IL RUOLO DEL LETTORE
LETTORE MODELLO E AUTORE MODELLO
Negli anni Settanta del Novecento alcuni narratologi (per lo più semiologi e critici letterari) hanno rivolto la loro attenzione allo spazio che separa, da un lato l'autore anagrafico dal narratore, dall'altro il lettore reale dal narratario. È da questi studi che nascono le nozioni di Lettore Modello e di Autore Modello.
La messa appunto di queste nozioni avviene per gradi. Dapprima, i ruoli che vengono assegnati sono in gran parte assimilabili a quelli di narratore/narratario e di enunciatore/enunciata rio . Tuttavia, nel corso di alcune analisi di testi specifici, la figura del Lettore così come la figura dell'Autore si caricano di attributi spiccatamente interpretativi.
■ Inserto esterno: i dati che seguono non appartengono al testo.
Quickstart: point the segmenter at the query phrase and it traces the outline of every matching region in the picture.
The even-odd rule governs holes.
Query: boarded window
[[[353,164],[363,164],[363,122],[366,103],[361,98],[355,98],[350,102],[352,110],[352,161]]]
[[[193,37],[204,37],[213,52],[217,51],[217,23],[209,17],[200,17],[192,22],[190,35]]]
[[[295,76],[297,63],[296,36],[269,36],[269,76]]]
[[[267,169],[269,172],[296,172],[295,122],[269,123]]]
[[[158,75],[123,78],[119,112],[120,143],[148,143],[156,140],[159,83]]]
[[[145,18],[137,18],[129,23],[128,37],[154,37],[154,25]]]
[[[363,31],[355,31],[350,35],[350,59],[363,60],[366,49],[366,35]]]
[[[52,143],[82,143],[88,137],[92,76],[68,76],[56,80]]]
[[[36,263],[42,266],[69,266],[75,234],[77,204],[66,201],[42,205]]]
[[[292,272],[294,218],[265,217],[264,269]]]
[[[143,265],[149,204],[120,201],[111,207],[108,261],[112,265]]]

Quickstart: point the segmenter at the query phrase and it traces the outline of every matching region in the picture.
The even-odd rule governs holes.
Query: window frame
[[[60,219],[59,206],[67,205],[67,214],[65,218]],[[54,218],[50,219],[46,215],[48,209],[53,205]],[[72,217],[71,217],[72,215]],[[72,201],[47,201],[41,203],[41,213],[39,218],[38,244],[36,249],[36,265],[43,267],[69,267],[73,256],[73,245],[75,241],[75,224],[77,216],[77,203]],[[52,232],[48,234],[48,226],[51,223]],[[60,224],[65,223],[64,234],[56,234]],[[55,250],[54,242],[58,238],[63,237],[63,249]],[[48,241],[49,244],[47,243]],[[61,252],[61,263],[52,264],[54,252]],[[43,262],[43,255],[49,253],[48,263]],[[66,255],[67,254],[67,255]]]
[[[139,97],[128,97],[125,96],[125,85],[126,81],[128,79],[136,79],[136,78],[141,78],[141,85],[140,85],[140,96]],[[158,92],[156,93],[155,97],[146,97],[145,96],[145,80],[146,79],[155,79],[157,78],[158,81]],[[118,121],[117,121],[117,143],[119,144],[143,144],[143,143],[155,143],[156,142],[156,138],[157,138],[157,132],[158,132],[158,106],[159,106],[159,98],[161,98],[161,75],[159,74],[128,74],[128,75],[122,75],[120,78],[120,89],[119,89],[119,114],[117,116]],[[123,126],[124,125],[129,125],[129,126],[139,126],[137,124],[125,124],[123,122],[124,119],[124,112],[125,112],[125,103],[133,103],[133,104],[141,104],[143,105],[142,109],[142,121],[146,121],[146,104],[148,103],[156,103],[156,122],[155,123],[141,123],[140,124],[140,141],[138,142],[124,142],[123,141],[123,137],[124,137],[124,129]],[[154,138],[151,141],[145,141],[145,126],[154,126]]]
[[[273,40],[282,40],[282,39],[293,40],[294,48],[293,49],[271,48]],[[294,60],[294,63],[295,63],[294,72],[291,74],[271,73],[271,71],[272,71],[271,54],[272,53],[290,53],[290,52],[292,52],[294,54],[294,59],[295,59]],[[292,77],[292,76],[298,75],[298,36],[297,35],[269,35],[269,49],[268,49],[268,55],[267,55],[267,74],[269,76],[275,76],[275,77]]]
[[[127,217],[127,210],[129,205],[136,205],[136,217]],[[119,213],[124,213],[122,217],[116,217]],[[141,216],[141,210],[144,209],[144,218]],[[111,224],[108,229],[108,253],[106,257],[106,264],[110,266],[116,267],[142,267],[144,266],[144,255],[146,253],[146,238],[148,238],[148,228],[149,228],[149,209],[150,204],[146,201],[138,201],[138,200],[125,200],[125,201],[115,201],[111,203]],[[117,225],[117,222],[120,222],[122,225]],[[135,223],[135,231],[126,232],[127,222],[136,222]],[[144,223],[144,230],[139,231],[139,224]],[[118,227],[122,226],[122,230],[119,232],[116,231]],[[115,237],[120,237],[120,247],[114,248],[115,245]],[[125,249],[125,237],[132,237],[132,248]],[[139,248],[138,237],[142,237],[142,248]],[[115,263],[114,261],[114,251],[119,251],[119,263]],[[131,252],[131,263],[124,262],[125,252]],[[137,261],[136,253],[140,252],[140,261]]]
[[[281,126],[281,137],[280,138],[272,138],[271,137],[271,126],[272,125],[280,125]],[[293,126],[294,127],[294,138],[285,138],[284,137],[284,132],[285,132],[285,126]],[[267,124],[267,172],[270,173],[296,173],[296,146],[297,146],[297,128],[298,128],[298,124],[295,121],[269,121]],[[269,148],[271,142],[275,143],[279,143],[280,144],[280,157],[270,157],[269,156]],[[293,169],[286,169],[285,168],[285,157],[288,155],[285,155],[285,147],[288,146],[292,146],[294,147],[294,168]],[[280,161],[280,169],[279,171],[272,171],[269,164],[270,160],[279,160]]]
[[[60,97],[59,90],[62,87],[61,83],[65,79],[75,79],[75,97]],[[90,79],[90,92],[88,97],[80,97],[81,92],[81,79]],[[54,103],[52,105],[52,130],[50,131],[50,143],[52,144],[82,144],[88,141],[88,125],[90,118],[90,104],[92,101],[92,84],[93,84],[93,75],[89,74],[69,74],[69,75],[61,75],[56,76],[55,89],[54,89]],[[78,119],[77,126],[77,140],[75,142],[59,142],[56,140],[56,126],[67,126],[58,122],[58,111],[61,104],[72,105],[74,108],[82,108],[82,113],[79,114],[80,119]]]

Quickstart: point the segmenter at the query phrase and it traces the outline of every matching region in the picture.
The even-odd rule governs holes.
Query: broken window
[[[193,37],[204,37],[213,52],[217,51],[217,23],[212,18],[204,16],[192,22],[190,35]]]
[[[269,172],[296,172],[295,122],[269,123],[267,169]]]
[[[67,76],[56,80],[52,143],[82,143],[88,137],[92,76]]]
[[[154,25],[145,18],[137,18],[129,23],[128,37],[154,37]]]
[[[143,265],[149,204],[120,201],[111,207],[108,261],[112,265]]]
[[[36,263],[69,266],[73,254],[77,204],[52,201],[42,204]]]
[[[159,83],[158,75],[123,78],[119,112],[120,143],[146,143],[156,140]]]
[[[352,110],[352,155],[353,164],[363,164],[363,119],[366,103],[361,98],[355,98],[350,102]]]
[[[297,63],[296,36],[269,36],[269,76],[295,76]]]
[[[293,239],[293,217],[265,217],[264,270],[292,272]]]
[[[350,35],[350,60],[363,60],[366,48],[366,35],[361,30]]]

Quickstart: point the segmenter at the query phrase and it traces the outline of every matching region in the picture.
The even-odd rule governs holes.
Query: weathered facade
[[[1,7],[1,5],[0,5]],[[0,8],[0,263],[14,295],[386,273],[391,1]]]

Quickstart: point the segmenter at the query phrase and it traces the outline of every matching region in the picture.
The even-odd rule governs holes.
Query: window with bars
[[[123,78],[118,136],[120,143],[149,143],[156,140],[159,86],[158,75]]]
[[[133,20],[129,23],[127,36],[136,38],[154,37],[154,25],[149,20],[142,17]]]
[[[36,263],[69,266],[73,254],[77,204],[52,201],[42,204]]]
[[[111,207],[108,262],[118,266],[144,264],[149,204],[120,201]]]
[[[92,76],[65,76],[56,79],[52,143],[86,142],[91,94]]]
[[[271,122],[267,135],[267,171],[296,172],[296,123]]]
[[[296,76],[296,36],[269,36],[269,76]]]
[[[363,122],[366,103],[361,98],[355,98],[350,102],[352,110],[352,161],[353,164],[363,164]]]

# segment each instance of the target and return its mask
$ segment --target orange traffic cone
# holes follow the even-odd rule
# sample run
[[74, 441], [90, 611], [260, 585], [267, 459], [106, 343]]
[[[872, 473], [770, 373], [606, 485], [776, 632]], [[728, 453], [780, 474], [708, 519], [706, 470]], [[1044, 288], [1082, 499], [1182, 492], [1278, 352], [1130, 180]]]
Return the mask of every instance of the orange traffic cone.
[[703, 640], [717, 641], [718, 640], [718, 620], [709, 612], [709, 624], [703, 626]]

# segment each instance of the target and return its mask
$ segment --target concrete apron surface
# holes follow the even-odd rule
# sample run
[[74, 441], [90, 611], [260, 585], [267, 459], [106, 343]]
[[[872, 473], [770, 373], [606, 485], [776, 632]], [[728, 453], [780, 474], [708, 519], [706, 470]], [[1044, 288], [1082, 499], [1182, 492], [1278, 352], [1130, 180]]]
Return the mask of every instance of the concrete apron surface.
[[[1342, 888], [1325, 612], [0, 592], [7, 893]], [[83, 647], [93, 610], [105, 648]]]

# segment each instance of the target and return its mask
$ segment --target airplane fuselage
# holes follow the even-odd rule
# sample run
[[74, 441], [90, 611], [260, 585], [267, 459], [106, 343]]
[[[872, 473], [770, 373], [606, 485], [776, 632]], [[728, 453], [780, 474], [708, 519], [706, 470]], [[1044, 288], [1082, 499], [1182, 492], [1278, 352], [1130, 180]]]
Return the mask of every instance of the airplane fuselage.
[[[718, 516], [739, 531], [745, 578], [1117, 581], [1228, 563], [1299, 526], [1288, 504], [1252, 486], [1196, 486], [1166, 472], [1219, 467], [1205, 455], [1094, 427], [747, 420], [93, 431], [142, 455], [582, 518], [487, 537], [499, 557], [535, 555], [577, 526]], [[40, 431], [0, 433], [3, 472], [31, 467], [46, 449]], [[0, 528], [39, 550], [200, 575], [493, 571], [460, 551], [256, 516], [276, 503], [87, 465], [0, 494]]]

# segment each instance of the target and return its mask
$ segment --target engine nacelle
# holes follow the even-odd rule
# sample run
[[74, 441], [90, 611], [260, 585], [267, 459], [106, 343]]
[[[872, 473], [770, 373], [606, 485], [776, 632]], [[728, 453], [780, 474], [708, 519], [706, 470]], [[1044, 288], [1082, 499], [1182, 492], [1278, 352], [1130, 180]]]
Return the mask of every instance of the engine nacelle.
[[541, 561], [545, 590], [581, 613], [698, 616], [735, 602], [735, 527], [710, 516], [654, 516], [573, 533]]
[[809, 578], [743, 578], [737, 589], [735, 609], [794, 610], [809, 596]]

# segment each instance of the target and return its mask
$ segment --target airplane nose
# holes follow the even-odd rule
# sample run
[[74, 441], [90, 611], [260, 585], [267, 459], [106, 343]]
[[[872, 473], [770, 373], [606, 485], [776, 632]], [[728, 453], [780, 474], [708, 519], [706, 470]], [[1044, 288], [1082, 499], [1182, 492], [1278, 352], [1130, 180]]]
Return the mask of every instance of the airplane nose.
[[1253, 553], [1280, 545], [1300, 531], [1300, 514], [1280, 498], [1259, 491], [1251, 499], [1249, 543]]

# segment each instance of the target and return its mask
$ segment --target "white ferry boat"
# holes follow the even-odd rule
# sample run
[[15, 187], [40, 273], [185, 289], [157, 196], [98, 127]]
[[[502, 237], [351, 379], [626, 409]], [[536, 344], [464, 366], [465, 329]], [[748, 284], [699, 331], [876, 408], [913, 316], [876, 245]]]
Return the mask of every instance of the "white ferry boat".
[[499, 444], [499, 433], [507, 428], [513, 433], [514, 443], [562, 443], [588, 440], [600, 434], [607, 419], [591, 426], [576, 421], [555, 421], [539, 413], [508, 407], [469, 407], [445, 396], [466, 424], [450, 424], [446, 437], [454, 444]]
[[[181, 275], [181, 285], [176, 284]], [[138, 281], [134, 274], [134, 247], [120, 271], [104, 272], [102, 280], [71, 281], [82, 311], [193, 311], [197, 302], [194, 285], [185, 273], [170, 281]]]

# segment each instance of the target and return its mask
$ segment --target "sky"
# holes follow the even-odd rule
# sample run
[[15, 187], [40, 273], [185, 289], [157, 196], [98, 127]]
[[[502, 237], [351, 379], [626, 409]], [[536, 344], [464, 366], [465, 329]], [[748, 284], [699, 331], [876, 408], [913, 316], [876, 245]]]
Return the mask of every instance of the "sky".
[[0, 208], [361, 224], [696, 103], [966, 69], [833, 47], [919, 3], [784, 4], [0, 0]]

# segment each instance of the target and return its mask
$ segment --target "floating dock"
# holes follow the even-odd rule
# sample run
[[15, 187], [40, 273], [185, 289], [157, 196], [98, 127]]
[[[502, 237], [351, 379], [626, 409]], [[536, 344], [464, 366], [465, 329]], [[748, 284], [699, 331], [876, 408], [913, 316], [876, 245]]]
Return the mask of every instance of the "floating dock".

Per esempio, nella sua analisi della letteratura fantastica, Todorov , individua la caratteristica distintiva di certi racconti "fantastici" nello stato di esitazione in cui questi gettano il proprio lettore, che si trova praticamente in bilico tra il credere e il non credere. In un racconto fantastico generalmente il mondo narrativo rappresentato è riconosciuto come il nostro; in questo mondo avviene qualcosa che sembra violare le leggi scientifiche accettate. A questo punto sta al lettore trovare una spiegazione naturale, scientificamente provata, a questa serie di eventi, oppure semplicemente credere all'esistenza di nuove leggi che governano la natura. Nel primo caso, il fantastico si risolve nello strano ; nel secondo, nel meraviglioso . La caratteristica distintiva della lettura fantastica è quindi, per usare una terminologia freudiana, l'effetto perturbante . L'analisi di Todorov prosegue anche sotto questo aspetto, ovvero egli cerca di comprendere quali siano i mezzi che portano alla realizzazione di questo effetto. Nota che, utilizzando una narrativa in prima persone e più precisamente facendo coincidere il narratore con uno dei personaggi della storia, il quale si pone domande e viene assalito dai dubbi, il lettore è portato a rispondere egli stesso a quelle domande poiché avrà quegli stessi dubbi. Ovviamente però è sempre possibile che un personaggio nella storia farnetichi e quindi il lettore non è tenuto a credergli. In sostanza, ciò che porta alla luce Todorov nelle sue analisi è come le strategie narrative possano influenzare la costruzione dell'universo narrativo che il lettore è chiamato ad attivare.